Chuck,
This is a rude and superficial answer. You have deliberately – and sarcastically – misrepresented my comments.
You asked for feedback. I gave it.
The Google Scholar search is a reasonable heuristic – I stated explicitly that for a proper search, one goes to a reasonable reference library for a proper search. Nevertheless, an increasing number of researchers are using Google Scholar for many purposes – sometimes in preference to Web of Knowledge or Scopus. I do not, and if I were doing a full search, I’d spend several days using the digital resources of a university library. (Someone wrote me off-list to query me about search techniques and literature review. I will post a note on this in a few days.)
Even though I have not done a full search or review of the literature on “Intuition, Imagination and Insight in Design Thinking,” it should be clear from the specific examples I cited that there is a significant literature on these issues that you simply did not search.
The comment that these notes were “glibly informative” is uncalled for. If you’d have read carefully, you would find that the feedback you requested – even the example-only sources – would fill in missing gaps in the structure of your paper.
Despite your suggestion, I will not welcome queries because I do not represent myself as having “compiled exhaustive knowledge of the subjects involved.” If you had done any kind of depth search, however, you would find – as I wrote – that among the many hits on Google Scholar, there are useful links.
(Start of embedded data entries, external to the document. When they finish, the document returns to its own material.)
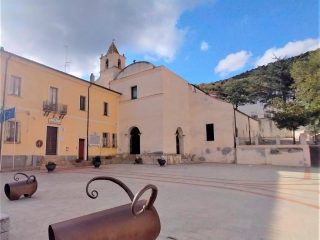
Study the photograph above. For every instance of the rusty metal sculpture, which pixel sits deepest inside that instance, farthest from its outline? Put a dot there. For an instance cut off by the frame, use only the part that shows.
(138, 220)
(16, 189)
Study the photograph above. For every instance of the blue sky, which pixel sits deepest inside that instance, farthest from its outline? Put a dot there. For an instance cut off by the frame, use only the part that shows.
(230, 26)
(201, 40)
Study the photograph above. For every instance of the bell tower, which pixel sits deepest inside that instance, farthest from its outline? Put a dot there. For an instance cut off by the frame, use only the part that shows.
(110, 65)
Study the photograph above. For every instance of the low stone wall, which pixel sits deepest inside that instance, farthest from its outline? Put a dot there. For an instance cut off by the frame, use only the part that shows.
(152, 158)
(283, 155)
(20, 162)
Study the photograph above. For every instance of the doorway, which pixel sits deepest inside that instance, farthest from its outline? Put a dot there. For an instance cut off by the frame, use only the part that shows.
(81, 149)
(135, 141)
(51, 142)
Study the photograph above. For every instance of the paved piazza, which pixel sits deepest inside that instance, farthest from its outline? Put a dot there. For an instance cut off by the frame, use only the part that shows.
(197, 201)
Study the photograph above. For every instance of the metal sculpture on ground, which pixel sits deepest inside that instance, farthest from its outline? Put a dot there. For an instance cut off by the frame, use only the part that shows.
(16, 189)
(137, 220)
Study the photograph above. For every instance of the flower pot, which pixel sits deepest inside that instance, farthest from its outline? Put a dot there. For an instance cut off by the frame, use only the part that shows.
(96, 164)
(50, 167)
(138, 161)
(161, 162)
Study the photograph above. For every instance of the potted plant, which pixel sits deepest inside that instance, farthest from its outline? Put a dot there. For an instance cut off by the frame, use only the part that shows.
(51, 166)
(96, 161)
(161, 161)
(138, 160)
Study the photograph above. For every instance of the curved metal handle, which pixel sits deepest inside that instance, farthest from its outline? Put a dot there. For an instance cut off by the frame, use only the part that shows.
(94, 193)
(150, 202)
(30, 178)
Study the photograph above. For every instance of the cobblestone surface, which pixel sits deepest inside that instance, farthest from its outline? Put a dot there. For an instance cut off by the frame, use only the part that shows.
(198, 201)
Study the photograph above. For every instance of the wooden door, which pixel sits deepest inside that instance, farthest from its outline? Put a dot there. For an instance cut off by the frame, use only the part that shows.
(51, 143)
(81, 149)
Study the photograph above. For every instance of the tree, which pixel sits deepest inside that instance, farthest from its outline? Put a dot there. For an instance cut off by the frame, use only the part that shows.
(289, 115)
(306, 76)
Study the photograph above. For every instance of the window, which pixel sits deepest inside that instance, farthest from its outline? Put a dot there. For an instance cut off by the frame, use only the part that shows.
(82, 103)
(134, 92)
(105, 140)
(15, 86)
(12, 132)
(210, 132)
(53, 95)
(114, 140)
(105, 109)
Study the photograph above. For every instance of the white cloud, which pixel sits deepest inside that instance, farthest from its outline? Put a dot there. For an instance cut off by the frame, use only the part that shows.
(204, 46)
(41, 28)
(232, 62)
(291, 49)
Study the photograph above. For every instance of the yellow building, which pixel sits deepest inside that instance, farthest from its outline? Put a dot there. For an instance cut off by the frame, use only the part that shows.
(57, 114)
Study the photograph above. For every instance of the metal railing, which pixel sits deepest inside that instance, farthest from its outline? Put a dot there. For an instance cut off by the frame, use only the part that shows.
(49, 107)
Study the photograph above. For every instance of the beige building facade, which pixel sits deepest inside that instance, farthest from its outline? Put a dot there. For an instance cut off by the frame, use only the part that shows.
(138, 110)
(57, 115)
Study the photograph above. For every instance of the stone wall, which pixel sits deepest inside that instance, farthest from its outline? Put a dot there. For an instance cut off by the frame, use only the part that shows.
(152, 158)
(285, 155)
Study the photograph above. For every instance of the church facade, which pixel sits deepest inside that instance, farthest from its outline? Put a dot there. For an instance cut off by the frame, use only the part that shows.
(162, 114)
(136, 110)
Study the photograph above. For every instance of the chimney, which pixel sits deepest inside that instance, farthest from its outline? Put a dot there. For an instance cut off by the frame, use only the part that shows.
(92, 78)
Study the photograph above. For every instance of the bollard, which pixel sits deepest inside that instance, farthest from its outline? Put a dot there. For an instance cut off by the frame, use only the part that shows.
(137, 220)
(16, 189)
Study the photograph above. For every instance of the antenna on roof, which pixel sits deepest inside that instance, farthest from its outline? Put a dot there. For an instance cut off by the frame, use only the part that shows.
(66, 62)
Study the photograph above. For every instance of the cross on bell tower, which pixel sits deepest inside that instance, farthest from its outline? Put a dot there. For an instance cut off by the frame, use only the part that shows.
(110, 65)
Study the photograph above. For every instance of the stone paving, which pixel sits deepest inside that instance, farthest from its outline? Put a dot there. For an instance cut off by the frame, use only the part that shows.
(198, 201)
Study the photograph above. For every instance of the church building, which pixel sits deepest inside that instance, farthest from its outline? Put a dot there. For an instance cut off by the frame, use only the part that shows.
(131, 111)
(162, 114)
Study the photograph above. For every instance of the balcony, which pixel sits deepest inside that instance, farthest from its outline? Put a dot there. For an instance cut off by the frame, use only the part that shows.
(55, 108)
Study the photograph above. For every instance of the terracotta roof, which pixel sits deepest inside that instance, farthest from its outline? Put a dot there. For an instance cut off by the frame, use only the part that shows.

If you search while linked to a university library, these will take you to a significant number of peer-reviewed journal publications across the fields I mentioned.
I sampled the literature to ensure that my comments were valid. That’s why it took me a week to respond – you posted your essay and your request for feedback on Tuesday, June 18. I replied on Monday, June 24. I spend the time between then and today sampling, reading, writing, and thinking. The samples suggest to me that there are at least several hundred useful and valid items on which you could have drawn in writing your essay. Despite your sarcasm, the items to which I refer are not drawn at random from Google Scholar as though a search engine wrote them. These are drawn from the underlying sources that Google Scholar search algorithms identified and located in my searches. I then sampled the hits and went to the sources to see what might be useful and what might not. All this was clear in my note. The sixteen examples in my post apply directly to the issues you raise.
Sampling is a valid research technique in exploratory research. Despite your intended sarcasm, I did indeed research the issue, sample the literature, and I have indeed “determined [it] to be scientifically valid and practically useful.”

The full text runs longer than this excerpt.